While the market has used the likely passage of the stimulus bill as a catalyst for the massive rally over the last two days, at least one investor says the stimulus is reassuring Wall Street, not Main Street.

“What the fiscal and monetary stimulus has done is to allow the market to recover,” said Justin Hoogendoorn, head of fixed income strategy at Piper Jaffray in Chicago. “It’s not because the main street community is coming back. It’s the institutional crowd being able to say, ‘the world isn’t falling apart’.”

Others are worried that the euphoria over the stimulus bill is driving the market higher in the same way it originally drove the market down.

Adam Crisafulli, founder of Vital Knowledge, said in a note:

“The stimulus measures will continue acting as equity tailwinds as they seep into corners of the credit market presently locked.”

But he added that the market “is clearly moving much faster than underlying fundamentals and just as sharp declines on prior sessions exaggerated economic conditions, the rebounds will too.”

On Wednesday, former Federal Reserve Chairman Ben Bernanke said that he expects the U.S. economy will have a quick rebound after a “very sharp” recession.

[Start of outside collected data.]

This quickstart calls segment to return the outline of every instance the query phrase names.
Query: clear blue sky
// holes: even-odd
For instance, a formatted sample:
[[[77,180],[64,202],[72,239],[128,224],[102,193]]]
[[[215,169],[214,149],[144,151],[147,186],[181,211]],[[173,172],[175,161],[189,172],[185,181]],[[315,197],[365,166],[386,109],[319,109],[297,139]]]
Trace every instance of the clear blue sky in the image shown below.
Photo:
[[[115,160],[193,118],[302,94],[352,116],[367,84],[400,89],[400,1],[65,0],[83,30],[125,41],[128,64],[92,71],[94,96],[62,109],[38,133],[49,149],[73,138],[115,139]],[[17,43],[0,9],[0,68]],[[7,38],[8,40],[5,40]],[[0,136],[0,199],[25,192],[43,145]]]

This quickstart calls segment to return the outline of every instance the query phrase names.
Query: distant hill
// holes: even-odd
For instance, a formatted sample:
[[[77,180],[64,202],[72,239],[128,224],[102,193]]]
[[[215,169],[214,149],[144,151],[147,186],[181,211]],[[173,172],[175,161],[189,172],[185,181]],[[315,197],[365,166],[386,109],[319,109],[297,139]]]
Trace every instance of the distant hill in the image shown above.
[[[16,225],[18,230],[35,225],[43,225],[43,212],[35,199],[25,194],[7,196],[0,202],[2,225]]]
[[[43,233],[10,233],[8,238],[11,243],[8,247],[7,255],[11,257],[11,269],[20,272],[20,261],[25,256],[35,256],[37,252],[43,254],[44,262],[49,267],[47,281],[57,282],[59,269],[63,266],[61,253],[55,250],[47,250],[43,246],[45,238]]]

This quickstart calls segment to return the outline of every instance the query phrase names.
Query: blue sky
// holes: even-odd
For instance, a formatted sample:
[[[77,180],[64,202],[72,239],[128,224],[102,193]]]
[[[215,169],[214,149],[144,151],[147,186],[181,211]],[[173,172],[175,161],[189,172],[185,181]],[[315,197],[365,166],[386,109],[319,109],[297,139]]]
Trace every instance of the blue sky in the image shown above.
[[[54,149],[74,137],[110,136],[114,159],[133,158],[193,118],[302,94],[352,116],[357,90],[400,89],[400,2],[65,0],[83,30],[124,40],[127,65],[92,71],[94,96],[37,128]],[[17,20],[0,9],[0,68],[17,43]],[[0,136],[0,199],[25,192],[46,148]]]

“If there’s not too much damage done to the workforce, to the businesses during the shutdown period, however long that may be, then we could see a fairly quick rebound,” Bernanke said while appearing on CNBC’s Squawk Box.

He added “This is a very different animal from the Great Depression” which he said “came from human problems, monetary and financial shocks. This has some of the same feel, some of the feel of panic, some of the feel of volatility that you’re talking about. It’s much closer to a major snowstorm or a natural disaster than a classic 1930′s-style depression.”

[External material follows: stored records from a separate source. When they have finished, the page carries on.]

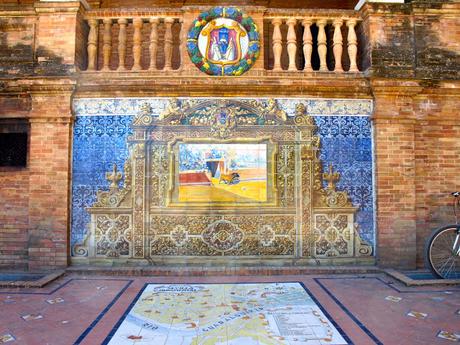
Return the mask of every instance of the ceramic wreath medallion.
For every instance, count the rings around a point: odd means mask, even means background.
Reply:
[[[201,71],[216,76],[238,76],[259,57],[257,26],[235,7],[214,7],[201,13],[187,36],[190,59]]]

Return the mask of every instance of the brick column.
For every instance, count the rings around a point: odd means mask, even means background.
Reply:
[[[34,92],[30,113],[29,269],[68,260],[73,85]]]
[[[374,85],[373,115],[378,264],[415,268],[416,120],[410,92],[416,90],[380,86]]]
[[[82,67],[85,49],[83,15],[85,1],[39,1],[37,13],[35,54],[37,75],[70,75],[76,66]]]
[[[450,193],[460,190],[459,94],[460,85],[448,85],[425,89],[415,99],[419,267],[424,265],[425,243],[434,229],[455,222]]]

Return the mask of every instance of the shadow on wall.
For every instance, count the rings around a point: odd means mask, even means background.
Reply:
[[[73,64],[43,47],[34,54],[32,45],[8,45],[6,35],[0,35],[0,77],[68,76],[75,73]]]

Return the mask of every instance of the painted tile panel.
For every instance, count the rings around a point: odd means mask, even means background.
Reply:
[[[146,284],[104,344],[349,344],[297,282]]]
[[[96,200],[96,191],[107,189],[105,173],[114,163],[123,166],[126,140],[133,116],[148,102],[155,114],[167,99],[78,99],[74,103],[71,245],[81,243],[90,217],[86,208]],[[323,170],[332,163],[340,172],[339,189],[346,190],[359,206],[356,221],[362,238],[374,243],[373,154],[369,100],[281,99],[289,115],[299,101],[314,114],[321,138]],[[335,113],[334,113],[335,112]]]

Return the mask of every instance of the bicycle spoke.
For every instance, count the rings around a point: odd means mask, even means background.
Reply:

In order for the markets to avoid a “snowstorm” turning into a recession, Peter Oppenheimer, chief global equity strategist at Goldman Sachs, said there are four “components” needed for stabilization:

″(i) A sign that the policy intervention is sufficient to prevent severe second- and third-round economic shocks; (ii) A sign that the infection rate is reaching a peak; (iii) A sign that the economic downturn may be slowing; and (iv) Cheap valuations,” Oppenheimer wrote in a note to clients. “In reality, we believe it will be a combination of these, and in some cases there are already signs these are in place.”